Ces récits exprimaient à travers un catalogue de supplices toute l'agressivité et la sexualité refoulées par la pastorale chrétienne qui se mettait en place dans les consciences. «Les besoins du clergé rejoignent alors ceux des fidèles : pour imposer ses exigences morales le clergé recourt à ces images terroristes qui satisfont symboliquement les désirs refoulés des seconds. Le long succès de l'enfer tient en grande partie à cette double nécessité; les tortures atroces soulèvent peu d'opposition car elles servent les intérêts complémentaires des uns et des autres. La complicité inconsciente entre clercs et fidèles dans la perpétration de ces atrocités est d'autant plus aisée que ces supplices se déroulent dans l'imaginaire. Les tortionnaires sont les démons, incarnation du mal, et l'enfer est permis par le bien suprême, Dieu : au sentiment d'irréel s'ajoute celui d'irresponsabilité totale à l'égard de ce qui se passe dans l'enfer».35 Ce que Jean Delumeau appelle la pastorale de la peur. Elle satisfaisait les humbles auxquels on demandait de sacrifier leur existence - de vivre de manière austère et mortifiée -, tout en satisfaisant les puissants et les riches qui s'en servaient pour intimider et menacer les esprits revêches. Telle se développait la vision proprement populaire de l'enfer.

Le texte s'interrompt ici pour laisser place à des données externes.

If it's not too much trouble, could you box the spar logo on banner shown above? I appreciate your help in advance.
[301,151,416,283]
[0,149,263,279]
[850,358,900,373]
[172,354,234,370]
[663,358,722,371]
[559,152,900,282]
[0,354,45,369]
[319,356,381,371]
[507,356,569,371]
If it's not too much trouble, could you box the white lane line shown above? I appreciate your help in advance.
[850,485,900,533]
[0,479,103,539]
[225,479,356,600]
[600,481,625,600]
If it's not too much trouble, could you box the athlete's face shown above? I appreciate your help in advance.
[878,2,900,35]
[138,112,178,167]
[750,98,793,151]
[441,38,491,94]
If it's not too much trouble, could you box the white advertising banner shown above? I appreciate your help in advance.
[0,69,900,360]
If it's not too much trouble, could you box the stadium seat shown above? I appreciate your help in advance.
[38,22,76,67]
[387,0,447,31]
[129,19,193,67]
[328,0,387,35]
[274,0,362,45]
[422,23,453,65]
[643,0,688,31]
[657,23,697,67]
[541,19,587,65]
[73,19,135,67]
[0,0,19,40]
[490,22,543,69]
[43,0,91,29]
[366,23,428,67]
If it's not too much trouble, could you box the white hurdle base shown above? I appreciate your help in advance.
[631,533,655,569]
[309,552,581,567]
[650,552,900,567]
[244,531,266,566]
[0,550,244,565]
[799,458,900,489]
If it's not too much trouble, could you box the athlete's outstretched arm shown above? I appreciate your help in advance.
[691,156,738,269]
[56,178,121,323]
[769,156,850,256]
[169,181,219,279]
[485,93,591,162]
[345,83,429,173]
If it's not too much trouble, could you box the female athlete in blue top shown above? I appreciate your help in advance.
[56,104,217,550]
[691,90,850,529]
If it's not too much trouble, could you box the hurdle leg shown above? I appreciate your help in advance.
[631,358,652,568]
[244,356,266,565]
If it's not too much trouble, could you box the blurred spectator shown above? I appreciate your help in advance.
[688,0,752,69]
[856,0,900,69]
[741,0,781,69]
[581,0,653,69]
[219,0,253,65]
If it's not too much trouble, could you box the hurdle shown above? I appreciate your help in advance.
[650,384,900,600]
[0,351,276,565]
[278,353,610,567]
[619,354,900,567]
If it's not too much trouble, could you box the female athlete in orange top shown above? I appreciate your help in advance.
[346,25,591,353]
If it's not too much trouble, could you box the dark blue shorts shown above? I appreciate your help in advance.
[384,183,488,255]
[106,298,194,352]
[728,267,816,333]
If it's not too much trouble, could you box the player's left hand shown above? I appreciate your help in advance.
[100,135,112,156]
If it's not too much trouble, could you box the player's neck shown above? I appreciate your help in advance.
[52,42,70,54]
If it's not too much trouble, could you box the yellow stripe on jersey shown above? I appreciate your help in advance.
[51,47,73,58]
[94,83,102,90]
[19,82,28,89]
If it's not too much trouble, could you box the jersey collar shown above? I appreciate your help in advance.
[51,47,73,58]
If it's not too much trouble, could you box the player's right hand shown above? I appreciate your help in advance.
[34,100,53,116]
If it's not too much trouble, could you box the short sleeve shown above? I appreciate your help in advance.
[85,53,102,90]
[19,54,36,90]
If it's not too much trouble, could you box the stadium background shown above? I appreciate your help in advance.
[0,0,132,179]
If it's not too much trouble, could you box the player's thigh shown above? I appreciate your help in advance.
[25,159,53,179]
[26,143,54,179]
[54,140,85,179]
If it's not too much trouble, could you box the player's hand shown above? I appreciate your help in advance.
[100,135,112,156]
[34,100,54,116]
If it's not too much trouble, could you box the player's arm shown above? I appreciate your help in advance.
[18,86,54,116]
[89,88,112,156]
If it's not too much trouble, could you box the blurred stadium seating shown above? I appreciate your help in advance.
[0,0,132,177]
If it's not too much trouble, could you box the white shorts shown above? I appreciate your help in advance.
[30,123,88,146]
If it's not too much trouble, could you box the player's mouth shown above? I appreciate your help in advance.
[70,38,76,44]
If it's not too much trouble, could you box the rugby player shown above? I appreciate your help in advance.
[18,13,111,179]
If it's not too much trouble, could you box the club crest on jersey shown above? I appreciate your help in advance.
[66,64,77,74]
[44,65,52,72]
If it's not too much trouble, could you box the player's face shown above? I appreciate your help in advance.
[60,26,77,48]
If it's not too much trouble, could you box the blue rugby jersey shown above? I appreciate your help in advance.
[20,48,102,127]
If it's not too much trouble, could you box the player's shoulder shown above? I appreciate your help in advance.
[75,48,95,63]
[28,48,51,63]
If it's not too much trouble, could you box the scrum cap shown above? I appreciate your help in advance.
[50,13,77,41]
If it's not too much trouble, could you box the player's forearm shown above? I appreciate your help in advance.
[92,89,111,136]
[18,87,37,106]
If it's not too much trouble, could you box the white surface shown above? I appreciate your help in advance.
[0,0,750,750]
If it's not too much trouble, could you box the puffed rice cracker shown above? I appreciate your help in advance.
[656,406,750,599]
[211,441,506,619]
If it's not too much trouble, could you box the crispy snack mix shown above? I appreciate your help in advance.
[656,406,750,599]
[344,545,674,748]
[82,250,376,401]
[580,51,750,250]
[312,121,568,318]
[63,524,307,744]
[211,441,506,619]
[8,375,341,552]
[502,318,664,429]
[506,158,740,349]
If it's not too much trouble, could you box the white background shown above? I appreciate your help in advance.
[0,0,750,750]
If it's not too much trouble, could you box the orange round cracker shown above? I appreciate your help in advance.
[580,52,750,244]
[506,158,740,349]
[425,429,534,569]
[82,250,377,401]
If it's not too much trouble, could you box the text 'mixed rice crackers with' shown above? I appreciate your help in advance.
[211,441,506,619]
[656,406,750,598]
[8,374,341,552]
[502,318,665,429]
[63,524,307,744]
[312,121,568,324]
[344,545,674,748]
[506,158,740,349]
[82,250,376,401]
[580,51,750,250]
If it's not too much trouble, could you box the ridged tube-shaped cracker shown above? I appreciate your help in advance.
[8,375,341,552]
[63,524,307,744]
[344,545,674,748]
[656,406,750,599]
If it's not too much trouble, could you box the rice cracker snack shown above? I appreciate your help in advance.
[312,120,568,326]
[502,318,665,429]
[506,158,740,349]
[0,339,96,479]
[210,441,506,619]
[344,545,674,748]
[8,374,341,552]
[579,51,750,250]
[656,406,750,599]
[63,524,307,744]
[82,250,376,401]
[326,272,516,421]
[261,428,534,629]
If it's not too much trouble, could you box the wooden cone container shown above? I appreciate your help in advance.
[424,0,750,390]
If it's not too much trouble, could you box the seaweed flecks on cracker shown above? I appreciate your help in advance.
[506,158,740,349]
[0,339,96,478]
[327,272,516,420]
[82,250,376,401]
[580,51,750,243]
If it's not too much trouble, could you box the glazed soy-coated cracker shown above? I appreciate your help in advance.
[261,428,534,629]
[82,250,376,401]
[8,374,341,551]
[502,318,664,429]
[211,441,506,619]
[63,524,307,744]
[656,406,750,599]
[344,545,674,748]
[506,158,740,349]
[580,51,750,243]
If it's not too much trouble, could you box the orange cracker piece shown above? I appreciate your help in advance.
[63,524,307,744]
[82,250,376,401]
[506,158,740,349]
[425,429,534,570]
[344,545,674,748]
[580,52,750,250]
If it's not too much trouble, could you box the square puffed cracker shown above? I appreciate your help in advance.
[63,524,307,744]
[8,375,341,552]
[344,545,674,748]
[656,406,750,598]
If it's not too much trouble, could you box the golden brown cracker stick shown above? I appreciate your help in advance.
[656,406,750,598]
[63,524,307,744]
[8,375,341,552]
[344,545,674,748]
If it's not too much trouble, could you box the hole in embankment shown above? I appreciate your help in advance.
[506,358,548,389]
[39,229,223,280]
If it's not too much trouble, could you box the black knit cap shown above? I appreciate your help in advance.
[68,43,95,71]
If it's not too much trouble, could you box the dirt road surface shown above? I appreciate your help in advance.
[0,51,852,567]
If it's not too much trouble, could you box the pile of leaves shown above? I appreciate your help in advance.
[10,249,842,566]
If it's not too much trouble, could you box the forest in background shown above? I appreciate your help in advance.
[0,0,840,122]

Tout à côté, on retrouve une vision plus élevée, plus philosophique de l'enfer. Chez Origène (IVe siècle), par exemple, qui «affirme que la souffrance du damné vient du fait qu'il s'est placé lui-même en dehors de l'harmonie universelle créée par Dieu, ce qui provoque dans sa personne un déchirement insupportable. Dieu ne nous envoie pas en enfer, c'est l'homme lui-même qui se met en situation d'enfer par sa mauvaise conduite et qui en souffre»; ainsi, «chaque pécheur allume pour lui la flamme de son propre feu et qu'il n'est pas plongé dans un feu qui aurait été allumé par un autre et qui aurait existé avant lui».36 L'enfer serait donc le résultat du mauvais emploi du libre-arbitre laissé à l'individu; le feu et les vers n'étant autre chose que les remords de la conscience. Mais la grande nouveauté d'Origène demeure sa doctrine de l'apocatastase, c'est-à-dire de la restauration universelle de toutes choses dans leur état premier, purement spirituel; autant dire que tout reviendrait dans sa situation d'origine au sein du bien suprême de Dieu; que les damnés, une fois accompli le temps des pénitences, seraient également sauvés. Son disciple, Didyme l'Aveugle, allant même jusqu'à affirmer que les anges déchus - les démons - auraient été rachetés par le Christ et seraient sauvés. Exprimée dans le Contre Celse, cette doctrine était réservée aux clercs et aux intellectuels, le petit peuple risquant d'être désorienté en interprétant mal cet exposé. Minois insiste qu'à partir d'Origène, «l'enfer populaire et l'enfer savant sont irréductibles l'un à l'autre».37

Les philosophes et théologiens parlaient en effet de justice, mais le petit peuple, dévoré par les ressentiments d'une existence pleine d'injustices et de violence, penchait davantage du côté de la vengeance, et l'imaginaire de l'enfer répondait entièrement à ses vœux. Il avait du mal à accepter le pardon : «Le fidèle ordinaire peut admettre la pratique du pardon dans cette vie provisoire, à condition que la condamnation soit définitive dans l'autre monde. Si le pire criminel, si le diable lui-même peuvent espérer la fin de leurs peines, alors la vertu ne vaut pas les sacrifices consentis pour elle»; d'autre part, dans la mesure où l'Empire tendait à se désagréger et que l'État se faisait totalitaire, les peines sévères devenaient indispensables au maintien de l'ordre social. L'enfer éternel devint donc la peine capitale issue du Jugement Dernier.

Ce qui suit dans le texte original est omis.